For decades Maine has been among the nation’s leaders in the fight to protect people who depend on prescription drugs, to ensure access to necessary medicines and to demand fair practices in the industry.
This fight is not over. While generic drugs can reduce overall costs, some manufacturers continue to increase prices without justification other than the power to get away with it. Although the pandemic altered many of the contours of the health care sector, the need to be vigilant against the practices of some pharmaceutical manufacturers is as urgent as ever.
Prescription drug prices contribute to rising health care costs, which have an impact in the economy far beyond the life of the individual patient. More than a third of small businesses that offer health care coverage say that they have not been able to hire new employees as a result of concern about costs, as reported in a survey by Small Business for America’s Future.
And while health care spending showed a temporary – and welcomed – decline in recent months, the cost of prescription drugs bucks the trend, increasing even in the midst of the pandemic, according to the Milliman Medical Index. In one recent filing with the Bureau of Insurance, prescription drug prices contributed more to increased health care costs than any other product or service.”

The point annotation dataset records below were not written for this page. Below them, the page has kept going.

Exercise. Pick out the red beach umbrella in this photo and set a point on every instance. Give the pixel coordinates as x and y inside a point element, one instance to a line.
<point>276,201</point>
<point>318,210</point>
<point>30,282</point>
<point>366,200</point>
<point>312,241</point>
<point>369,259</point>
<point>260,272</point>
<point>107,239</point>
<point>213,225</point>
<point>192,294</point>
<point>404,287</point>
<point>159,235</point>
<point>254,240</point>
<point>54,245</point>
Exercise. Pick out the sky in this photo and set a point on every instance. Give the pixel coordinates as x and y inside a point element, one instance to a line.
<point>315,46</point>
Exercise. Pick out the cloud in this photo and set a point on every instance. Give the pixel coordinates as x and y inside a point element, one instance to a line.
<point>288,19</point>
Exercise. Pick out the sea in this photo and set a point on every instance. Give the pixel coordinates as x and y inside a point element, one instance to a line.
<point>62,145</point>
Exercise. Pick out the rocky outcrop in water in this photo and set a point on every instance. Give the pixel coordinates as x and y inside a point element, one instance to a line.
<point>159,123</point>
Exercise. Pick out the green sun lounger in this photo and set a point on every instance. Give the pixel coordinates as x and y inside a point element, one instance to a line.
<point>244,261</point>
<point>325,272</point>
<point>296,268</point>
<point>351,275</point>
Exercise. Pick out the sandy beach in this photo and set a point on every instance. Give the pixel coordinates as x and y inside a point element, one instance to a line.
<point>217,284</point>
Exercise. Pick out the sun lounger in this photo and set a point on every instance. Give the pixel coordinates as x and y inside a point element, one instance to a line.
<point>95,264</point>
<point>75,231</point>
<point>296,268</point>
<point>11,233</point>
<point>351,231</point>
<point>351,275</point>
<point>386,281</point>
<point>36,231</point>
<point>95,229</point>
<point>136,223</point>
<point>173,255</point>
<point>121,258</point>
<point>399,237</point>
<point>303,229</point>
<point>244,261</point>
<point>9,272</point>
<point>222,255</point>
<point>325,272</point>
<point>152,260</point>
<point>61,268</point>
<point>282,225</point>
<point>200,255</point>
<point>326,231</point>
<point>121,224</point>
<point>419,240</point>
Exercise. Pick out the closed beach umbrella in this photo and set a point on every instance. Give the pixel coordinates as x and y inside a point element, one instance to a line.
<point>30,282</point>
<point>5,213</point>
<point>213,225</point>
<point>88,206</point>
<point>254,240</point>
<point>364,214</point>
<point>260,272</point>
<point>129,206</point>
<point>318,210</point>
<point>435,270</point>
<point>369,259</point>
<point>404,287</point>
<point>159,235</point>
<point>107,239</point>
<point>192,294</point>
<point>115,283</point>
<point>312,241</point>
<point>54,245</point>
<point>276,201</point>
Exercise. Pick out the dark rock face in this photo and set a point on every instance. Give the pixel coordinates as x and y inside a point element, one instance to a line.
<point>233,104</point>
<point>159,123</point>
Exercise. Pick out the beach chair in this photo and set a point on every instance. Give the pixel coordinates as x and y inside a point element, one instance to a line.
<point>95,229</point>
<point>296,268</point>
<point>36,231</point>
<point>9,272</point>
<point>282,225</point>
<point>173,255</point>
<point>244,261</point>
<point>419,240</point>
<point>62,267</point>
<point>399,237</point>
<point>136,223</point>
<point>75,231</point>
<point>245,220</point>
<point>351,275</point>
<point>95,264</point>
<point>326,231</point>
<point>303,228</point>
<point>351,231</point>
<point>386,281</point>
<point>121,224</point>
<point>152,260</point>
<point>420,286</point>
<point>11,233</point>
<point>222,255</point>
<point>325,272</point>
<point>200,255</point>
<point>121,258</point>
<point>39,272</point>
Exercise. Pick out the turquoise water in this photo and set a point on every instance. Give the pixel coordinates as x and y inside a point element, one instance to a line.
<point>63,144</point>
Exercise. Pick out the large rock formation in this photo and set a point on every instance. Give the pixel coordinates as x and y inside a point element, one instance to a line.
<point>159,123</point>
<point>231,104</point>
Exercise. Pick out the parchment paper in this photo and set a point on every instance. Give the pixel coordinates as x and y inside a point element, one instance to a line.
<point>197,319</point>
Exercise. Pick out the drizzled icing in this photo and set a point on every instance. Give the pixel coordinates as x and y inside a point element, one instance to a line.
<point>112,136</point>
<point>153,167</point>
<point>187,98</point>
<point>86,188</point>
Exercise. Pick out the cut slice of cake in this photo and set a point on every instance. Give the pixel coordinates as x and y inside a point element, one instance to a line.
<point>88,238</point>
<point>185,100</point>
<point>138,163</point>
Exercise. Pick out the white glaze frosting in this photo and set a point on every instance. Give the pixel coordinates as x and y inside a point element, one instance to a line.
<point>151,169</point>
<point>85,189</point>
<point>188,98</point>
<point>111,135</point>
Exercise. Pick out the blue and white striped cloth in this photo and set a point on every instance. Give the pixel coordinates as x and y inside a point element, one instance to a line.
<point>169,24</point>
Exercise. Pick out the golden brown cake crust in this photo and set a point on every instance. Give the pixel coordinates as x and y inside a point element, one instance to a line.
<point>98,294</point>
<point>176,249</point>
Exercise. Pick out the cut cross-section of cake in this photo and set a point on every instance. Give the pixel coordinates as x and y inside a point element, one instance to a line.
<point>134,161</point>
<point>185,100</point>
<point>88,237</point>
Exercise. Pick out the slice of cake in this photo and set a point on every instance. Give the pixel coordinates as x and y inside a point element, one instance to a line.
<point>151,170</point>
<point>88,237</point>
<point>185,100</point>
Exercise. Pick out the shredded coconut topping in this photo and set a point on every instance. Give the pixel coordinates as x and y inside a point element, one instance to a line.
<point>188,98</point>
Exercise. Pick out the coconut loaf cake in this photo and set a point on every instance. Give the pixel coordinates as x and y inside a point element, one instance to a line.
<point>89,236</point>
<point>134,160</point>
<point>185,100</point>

Mainers continue to pay more year after year. The 25 drugs with the greatest price increases cost Mainers $167 million more last year than previously. One version of generic Prozac jumped from $9 to $69 in just one month.
People are fed up. Three out of four Mainers say that prescription drug costs are a major concern. According to the Small Business for America’s Future survey, 82 percent of small businesses want the government to limit drug price increases to the cost of inflation.
Now, Senate President Troy Jackson and Sen. Ned Claxton have sponsored bills aimed at preventing outrageous price gouging and unsupported price hikes.
We’re not dealing with chewing gum or video games. People’s lives depend on access to their medications. And in the drug industry, competitive forces have repeatedly failed to deter bad actors, leading to astronomical price hikes.
Countless Mainers suffer this economic burden stoically, but others are speaking out. At a recent hearing, some told heart-wrenching stories of struggling to pay for the basic necessities of life including the medicine they or their loved ones need. They were joined in support of the legislation by venerable organizations including AARP and the Maine Council on Aging, as well as economic analysts from the Maine Center for Economic Policy.
Pharmaceutical companies have no principled defense for the shocking price hikes we have seen in the headlines. Instead, they threaten lawsuits and legal fees, putting enormous pressure on policy makers. Twenty years ago, Maine legislators met this challenge head on, enacting the Maine Rx law. When companies threatened to sue, lawmakers did not fold. Instead, they put aside funds for the law’s legal defense and went to bat for the people of Maine. I was hired by the attorney general to defend the law. The case went all the way to the U.S. Supreme Court. We won on some legal issues and lost on others, but the point is that Mainers benefited from the overall effort, as thousands of Mainers received discounts on the drugs they needed.
The stakes for everyday Mainers are high, and hit squarely in the pocketbook. The Maine Health Data Organization testified that if the legislation now pending had taken effect two years ago, it would have saved Mainers and state programs $3.4 million in just one three-month period.
The Legislature is working to find an evidence-based standard for identifying the rare occasions when a dramatic price increase might be driven by supply problems or economic necessity, rather than a whim to extract extra profits from a vulnerable and captive customer base.
The Attorney General’s Office has testified that the proposal is legally defensible. I encourage lawmakers to keep working hard to find a solution and not to give up in the face of threats and intimidation from those who profit from unconscionable price increases on medicines Mainers depend on.